Munroe Bergdorf: NSPCC explains transgender activist decision


Munroe BergdorfImage copyright
NSPCC/Getty Images

The NSPCC has said it cut ties with transgender activist Munroe Bergdorf because of Twitter statements she made which breached its safeguarding rules.

The children’s charity had appointed Ms Bergdorf as Childline’s “first LGBT+ campaigner” – but days after the announcement she was dropped.

Ms Bergdorf accused the NSPCC of giving in to pressure from transphobes.

But the charity said its decision was unrelated to her being transgender and it was an ally of the trans community.

However the NSPCC apologised for the way it ended the relationship with Ms Bergdorf, saying it “shouldn’t have cut ties in the way we did”.

“We should have been more thoughtful and caring about how we managed our relationship with her at the outset,” it added.

The charity said in a statement, released earlier this week, that it had tried to make direct contact with Ms Bergdorf before announcing it was removing her from the campaign, but was unable to do so and the announcement “should have been delayed”.

The statement came after more than 150 NSPCC staff wrote a letter in support for Ms Bergdorf to the charity’s bosses and trustees, saying they were “deeply disappointed” at how she had been treated.

‘She deserved better’

In the statement, charity chief executive Peter Wanless said: “We have let Munroe down in not supporting her through a process with us and in ending the relationship abruptly.

“It was our decision not hers and she deserved better from us.”

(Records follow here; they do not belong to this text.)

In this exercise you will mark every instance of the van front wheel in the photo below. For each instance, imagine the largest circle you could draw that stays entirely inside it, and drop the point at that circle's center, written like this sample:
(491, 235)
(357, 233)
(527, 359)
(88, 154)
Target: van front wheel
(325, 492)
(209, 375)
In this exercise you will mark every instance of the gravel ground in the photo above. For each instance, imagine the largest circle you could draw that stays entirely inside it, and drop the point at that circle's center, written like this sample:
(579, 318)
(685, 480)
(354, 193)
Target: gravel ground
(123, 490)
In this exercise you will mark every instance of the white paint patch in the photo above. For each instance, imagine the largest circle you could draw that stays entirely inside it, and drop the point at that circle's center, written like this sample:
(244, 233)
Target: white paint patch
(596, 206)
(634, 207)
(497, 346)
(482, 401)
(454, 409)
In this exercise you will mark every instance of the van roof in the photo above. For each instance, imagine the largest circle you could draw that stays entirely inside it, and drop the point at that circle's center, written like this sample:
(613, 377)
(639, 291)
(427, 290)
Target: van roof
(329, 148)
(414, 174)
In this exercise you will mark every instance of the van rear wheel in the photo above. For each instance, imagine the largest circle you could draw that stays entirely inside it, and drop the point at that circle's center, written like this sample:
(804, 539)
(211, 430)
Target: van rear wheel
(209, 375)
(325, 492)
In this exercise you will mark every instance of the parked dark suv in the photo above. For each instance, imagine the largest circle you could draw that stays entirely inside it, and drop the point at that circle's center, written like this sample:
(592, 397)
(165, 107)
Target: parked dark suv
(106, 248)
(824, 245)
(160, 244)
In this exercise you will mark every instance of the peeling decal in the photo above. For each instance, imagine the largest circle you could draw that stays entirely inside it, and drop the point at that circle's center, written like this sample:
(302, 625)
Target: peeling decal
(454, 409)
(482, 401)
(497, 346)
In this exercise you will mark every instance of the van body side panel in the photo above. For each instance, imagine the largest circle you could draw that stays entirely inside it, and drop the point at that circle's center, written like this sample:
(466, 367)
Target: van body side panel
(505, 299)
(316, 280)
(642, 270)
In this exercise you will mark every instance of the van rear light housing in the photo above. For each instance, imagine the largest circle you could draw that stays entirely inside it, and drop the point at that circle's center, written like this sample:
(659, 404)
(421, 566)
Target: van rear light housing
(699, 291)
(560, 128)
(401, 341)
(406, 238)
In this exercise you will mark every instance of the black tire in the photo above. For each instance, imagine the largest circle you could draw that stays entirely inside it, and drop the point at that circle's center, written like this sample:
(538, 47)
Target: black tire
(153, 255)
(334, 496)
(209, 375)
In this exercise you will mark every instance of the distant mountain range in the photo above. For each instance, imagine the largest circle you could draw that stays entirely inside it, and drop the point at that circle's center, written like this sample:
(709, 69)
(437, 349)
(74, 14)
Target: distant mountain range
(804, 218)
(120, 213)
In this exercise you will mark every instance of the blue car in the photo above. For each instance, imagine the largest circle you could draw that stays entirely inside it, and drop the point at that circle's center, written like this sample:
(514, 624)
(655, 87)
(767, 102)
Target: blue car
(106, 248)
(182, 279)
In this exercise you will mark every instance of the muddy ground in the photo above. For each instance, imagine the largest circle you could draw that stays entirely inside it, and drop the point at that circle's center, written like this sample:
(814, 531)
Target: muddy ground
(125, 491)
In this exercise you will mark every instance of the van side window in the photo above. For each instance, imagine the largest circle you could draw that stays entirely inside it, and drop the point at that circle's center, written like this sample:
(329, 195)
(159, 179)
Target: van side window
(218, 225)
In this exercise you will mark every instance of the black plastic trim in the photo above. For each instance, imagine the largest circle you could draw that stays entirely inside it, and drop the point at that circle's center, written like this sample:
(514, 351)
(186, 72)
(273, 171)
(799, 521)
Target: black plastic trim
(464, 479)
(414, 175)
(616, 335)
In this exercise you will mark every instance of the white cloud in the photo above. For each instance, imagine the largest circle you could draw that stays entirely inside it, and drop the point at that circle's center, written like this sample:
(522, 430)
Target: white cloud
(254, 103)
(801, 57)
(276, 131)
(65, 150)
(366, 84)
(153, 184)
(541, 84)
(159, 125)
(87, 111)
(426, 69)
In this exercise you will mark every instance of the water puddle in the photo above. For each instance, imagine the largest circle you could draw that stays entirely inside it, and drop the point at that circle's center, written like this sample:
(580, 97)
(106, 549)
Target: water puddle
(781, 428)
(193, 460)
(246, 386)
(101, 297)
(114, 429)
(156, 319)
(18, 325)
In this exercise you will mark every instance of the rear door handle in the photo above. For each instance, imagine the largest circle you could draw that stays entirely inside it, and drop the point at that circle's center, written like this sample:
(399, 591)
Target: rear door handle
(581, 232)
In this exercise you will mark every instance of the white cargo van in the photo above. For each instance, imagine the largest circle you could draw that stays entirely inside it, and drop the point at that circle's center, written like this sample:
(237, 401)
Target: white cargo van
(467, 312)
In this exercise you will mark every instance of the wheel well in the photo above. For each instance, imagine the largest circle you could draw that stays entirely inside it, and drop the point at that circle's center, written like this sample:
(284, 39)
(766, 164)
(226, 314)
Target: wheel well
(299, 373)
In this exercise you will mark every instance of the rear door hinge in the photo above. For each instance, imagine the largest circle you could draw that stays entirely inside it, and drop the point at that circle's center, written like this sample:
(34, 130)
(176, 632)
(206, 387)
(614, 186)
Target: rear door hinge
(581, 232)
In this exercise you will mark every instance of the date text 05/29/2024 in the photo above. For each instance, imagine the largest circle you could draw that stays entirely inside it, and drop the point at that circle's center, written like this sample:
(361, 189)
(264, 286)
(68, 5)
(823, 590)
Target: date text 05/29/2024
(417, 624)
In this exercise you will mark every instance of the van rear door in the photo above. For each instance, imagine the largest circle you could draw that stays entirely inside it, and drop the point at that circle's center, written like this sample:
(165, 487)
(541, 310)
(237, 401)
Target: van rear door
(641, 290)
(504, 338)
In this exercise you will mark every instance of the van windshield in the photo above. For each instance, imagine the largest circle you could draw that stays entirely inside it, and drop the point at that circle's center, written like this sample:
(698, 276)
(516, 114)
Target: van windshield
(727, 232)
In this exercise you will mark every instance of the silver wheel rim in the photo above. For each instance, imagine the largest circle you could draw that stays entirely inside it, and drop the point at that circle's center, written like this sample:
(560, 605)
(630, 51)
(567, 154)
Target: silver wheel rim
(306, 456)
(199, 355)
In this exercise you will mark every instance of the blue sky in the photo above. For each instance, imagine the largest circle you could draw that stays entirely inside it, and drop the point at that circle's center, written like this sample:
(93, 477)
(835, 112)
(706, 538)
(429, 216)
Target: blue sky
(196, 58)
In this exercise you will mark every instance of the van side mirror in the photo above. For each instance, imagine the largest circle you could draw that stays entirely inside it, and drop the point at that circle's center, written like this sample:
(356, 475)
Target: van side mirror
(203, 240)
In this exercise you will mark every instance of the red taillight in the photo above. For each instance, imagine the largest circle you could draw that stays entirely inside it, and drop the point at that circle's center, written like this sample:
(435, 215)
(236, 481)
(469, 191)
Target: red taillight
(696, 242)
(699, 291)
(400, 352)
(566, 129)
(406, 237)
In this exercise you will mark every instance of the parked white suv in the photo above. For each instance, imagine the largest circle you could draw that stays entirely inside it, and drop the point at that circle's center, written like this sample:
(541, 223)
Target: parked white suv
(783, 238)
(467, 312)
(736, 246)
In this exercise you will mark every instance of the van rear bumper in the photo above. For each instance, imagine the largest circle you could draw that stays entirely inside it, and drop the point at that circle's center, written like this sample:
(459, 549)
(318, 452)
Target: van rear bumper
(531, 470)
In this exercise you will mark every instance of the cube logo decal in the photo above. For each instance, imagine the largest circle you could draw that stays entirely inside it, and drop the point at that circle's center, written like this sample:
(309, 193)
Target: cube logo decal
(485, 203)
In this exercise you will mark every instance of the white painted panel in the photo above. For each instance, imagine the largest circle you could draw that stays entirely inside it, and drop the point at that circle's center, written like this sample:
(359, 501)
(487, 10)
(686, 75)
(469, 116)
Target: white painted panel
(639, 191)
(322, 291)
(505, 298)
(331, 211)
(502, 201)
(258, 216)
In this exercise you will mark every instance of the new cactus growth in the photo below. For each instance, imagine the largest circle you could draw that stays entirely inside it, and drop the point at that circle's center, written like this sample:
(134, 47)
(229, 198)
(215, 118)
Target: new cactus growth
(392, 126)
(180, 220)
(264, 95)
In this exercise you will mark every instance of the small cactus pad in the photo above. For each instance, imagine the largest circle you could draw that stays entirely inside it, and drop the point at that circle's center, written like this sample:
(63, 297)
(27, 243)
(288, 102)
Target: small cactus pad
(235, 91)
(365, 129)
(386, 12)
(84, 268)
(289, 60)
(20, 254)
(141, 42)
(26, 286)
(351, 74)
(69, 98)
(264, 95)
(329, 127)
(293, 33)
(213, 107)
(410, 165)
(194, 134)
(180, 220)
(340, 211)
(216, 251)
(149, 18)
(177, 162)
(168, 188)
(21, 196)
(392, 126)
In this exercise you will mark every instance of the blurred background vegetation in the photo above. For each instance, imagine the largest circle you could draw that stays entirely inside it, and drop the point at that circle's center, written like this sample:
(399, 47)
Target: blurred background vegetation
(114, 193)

On the reason why Ms Bergdorf was dropped, Mr Wanless said: “The board decided an ongoing relationship with Munroe was inappropriate because of her statements on the public record, which we felt would mean that she was in breach of our own risk assessments and undermine what we are here to do.”

The statements – which it said were specific to safeguarding and equality – are understood to have been made on Twitter, when Ms Bergdorf had previously messaged young people directly offering them to contact to her for support.

Mr Wanless said it was a “lack of process that our organisation used when deciding to work with Munroe” which led to the decision to drop her.

Ms Bergdorf is seen as a leading figure within the LGBT+ community and transgender activism, but outside of these communities she has continually divided opinion, at times being forced to step down from opportunities following a social media backlash.

In 2017 she was sacked from her role as a model for cosmetics company L’Oreal, following claims she wrote that “all white people” are racist in a Facebook post.

Ms Bergdorf later said her comments had been taken out of context but said that she stood by her view that “all white people benefit from racism, with white privilege”.

The NSPCC said it decided to run the LGBTQ+ Childline campaign after figures show it handled more than 6,000 contacts from children with concerns about their sexuality or gender in the last year.

“We wanted to show our commitment and relevance as a trusted source of support for children and young people with these concerns by running a three-month campaign,” the charity said.

When she was announced as a campaigner, Ms Bergdorf had said she was “excited to have the opportunity to let more kids know that they are not alone in how they feel”.

But after Ms Bergdorf’s appointment was announced, a number of negative tweets followed.

After being dropped, Ms Bergdorf said she was “unbelievably sad”, and her spokesperson accused the charity of “bowing down to pressure from a transphobic lobby running a hate campaign”.